Author of the week: Norah Vincent

Norah Vincent's new memoir, Voluntary Madness, chronicles what she saw inside three different psychiatric facilities that she checked herself into. Her previous book, Self-Made Man, was a best-seller.

Norah Vincent can see opportunity in the unlikeliest situations, said Deborah Kotz in USNews.com. The former newspaper columnist scored a best-seller with 2006’s Self-Made Man, a first-person account of what she learned about men by disguising herself for 18 months as one of them. But when the stress of acting like a guy triggered a bout with depression, Vincent committed herself to a mental institution—and walked out with her next book concept. The experience actually had made her feel worse, she says now, but the doctors and her fellow patients seemed “like a group of ready-made characters perfect for a good story.” Vincent’s new memoir, Voluntary Madness, chronicles what she saw inside three different psychiatric facilities that she checked herself into.

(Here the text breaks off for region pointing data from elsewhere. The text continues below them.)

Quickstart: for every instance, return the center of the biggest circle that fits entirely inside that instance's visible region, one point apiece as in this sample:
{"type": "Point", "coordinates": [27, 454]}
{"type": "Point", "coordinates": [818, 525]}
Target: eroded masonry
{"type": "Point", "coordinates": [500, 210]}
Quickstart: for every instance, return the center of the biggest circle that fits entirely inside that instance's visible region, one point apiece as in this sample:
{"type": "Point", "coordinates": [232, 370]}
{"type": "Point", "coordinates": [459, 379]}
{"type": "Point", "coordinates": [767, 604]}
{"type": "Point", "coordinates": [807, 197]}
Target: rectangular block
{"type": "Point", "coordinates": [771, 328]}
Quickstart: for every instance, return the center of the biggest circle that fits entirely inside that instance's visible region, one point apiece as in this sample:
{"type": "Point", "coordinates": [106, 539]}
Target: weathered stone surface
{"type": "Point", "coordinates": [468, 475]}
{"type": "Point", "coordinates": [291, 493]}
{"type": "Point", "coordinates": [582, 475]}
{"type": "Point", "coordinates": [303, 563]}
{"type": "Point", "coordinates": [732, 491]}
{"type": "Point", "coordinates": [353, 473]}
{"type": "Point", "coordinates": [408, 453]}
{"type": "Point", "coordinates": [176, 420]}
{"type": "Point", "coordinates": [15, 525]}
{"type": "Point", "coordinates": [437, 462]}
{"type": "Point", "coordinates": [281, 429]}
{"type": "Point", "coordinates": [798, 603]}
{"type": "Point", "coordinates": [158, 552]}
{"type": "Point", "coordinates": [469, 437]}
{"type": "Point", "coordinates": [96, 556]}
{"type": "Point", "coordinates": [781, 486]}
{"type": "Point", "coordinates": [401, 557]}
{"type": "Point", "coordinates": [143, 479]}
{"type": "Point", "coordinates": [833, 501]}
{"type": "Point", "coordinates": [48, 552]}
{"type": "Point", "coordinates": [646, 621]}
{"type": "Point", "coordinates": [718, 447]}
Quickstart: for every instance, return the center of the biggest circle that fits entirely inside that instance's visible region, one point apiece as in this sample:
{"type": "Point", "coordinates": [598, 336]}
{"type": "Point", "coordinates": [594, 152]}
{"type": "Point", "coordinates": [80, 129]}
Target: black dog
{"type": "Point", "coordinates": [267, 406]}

It was a risky thing to do, said Jessica Harrison in the Salt Lake City Deseret Morning News. In the large public hospital in which she stayed, Vincent had to fight to keep the staff from putting her on powerful meds. Before entering a smaller private hospital, she decided to go cold turkey on her normal antidepressants. “I really wanted to capture what depression feels like in real time,” she says. Surprisingly, it was the spa-like third facility that charged the least, billing less than half as much as the warehouse-style alternatives. Something’s wrong with public health-care services, says Vincent, when “you can get a room at the Ritz Carlton, room service, and a private nurse for the same cost.”